If you’re relatively new to gardening, you may have always purchased young, established plants at the nursery to get your flower or vegetable plot going. As you become more adept at gardening, however, you may want to do what the pros do and start your plants from seed.

In much of the United States, avid gardeners start their seeds indoors in the winter, rather than waiting until the late spring to sow them in place outdoors. In all but the warmest climates, the growing season is too short, and by the time the plants reach maturity, the frost and late autumn weather would make harvesting anything an impossibility.

Growing your own garden from seed gives you a much greater selection of plants to choose from, and you can grow everything organically if you want. You’ll learn a lot more about gardening that way as well, and in the end you’ll find it’s much more gratifying. Read on to learn 20 tips for starting your own seeds, so you can enjoy this aspect of your garden too.

1. Choose the Right Seeds


Seeds. Photo by Hartwig HKD

While starting your own seeds from scratch certainly gives you a much wider choice of plants than buying starter plants at the garden center, don’t get too carried away by those glossy catalogs and colorful packets.

Be realistic about the size of your plot and the number of seedlings you have room to nurture in your home. Also, give some thought to the level of care each plant will require–seeds may be easy to start, but the adult plants could be time consuming or fussy.

Choose the right seeds for your planting location:

  • climate (days of sun, amount of rainfall, proximity to the ocean, etc.)
  • amount of sun/shade in the yard
  • soil (porousness, mineral content, etc.)
  • other plantings in the yard (black walnut trees, for example, make growing some plants difficult)

2. Create a Calendar

When you have an good idea what you want to grow, create a calendar for harvesting your plants or seeing them bloom, and work backwards from there. Allow time for the plants to come to fruition, growth from seedling to adult plant and germination to transplant.

If the entire process of growing takes four months, for example, and you want blossoms for an occasion in August, you need to start your seeds around the end of March or beginning of April.

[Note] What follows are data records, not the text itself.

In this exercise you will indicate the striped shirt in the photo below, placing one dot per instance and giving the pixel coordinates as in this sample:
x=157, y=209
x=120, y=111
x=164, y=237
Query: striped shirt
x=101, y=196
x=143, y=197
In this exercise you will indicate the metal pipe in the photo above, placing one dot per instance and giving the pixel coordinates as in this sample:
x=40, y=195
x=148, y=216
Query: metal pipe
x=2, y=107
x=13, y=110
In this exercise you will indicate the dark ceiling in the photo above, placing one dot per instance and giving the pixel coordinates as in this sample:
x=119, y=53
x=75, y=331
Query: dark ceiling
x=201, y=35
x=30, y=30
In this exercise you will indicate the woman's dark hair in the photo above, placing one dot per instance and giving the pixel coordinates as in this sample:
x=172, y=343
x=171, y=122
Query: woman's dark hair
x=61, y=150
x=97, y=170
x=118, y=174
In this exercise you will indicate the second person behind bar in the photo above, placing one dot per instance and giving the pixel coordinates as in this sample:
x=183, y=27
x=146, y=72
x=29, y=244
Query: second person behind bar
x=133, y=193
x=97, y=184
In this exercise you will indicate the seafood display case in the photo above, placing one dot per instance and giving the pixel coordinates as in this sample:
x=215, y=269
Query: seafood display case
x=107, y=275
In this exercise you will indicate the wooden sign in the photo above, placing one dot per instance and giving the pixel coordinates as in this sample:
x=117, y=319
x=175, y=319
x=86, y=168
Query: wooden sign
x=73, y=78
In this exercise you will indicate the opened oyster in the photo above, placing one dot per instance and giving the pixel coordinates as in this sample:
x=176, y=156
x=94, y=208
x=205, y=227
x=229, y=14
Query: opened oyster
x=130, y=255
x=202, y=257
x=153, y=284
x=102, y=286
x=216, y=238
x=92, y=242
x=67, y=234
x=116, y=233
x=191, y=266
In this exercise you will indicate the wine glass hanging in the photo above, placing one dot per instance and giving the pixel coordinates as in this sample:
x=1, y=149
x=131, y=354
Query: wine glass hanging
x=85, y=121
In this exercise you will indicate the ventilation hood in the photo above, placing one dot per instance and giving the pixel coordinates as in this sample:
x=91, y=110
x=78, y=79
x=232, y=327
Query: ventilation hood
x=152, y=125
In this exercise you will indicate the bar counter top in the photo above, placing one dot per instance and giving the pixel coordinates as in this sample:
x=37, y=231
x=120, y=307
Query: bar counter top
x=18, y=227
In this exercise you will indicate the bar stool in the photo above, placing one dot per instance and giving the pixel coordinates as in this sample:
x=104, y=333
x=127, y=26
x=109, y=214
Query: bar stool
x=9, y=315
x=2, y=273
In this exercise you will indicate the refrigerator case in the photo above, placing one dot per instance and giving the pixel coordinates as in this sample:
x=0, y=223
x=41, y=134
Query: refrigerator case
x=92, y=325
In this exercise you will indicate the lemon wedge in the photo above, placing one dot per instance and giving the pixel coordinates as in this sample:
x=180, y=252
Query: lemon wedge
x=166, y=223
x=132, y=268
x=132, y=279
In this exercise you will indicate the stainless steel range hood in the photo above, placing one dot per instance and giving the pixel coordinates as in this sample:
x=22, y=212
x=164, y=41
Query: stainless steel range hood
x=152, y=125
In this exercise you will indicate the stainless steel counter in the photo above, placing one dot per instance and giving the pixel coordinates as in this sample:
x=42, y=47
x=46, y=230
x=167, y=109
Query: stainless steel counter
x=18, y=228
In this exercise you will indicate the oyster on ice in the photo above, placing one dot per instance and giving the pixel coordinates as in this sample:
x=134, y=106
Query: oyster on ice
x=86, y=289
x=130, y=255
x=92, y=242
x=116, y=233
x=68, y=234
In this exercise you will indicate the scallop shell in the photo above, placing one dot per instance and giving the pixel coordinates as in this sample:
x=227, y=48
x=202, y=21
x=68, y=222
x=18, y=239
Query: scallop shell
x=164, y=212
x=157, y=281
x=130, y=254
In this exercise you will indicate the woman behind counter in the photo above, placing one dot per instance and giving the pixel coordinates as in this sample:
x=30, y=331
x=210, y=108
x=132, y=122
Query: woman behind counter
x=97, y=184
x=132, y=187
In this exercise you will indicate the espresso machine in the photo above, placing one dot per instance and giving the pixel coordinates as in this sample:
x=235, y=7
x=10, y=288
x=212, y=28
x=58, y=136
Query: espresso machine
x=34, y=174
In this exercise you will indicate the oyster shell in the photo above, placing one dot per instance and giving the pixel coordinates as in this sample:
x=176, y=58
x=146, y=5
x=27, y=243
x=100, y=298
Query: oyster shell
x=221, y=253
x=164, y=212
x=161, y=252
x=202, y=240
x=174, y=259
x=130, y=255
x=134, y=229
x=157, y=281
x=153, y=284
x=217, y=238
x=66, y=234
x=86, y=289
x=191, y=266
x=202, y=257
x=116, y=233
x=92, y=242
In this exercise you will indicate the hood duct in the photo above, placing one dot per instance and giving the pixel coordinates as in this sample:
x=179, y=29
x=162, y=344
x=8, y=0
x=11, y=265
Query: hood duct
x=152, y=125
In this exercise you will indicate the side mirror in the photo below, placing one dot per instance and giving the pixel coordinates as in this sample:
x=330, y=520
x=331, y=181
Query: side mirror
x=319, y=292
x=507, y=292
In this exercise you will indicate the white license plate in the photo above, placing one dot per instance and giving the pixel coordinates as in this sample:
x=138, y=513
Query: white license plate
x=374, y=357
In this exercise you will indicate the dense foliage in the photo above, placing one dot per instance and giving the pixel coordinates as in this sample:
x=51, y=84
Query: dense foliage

Don’t have all your plants ripen at once. Try to plan your garden so you have something to pick or appreciate in early, mid and late summer, as well as autumn. Even if you live in a warm climate, growing seasons need to be taken into account.

3. Schedule Multiple Plantings

You may also want to have multiple plantings of the same crop, so you can enjoy it all summer long. Vegetables like lettuce can get “leggy” when left in the garden too long, so think about starting a second batch of seeds a month later for a second planting.

4. Select Containers

Container Gardening

Container Gardening. Photo by Brian Johnson & Dane Kantner

You’ll need as many small containers as seedlings you want to eventually transplant. You can use last year’s flats from the nursery, if you happened to save them, or old yogurt containers. Ideally, you want a container that’s about 2-3 inches deep.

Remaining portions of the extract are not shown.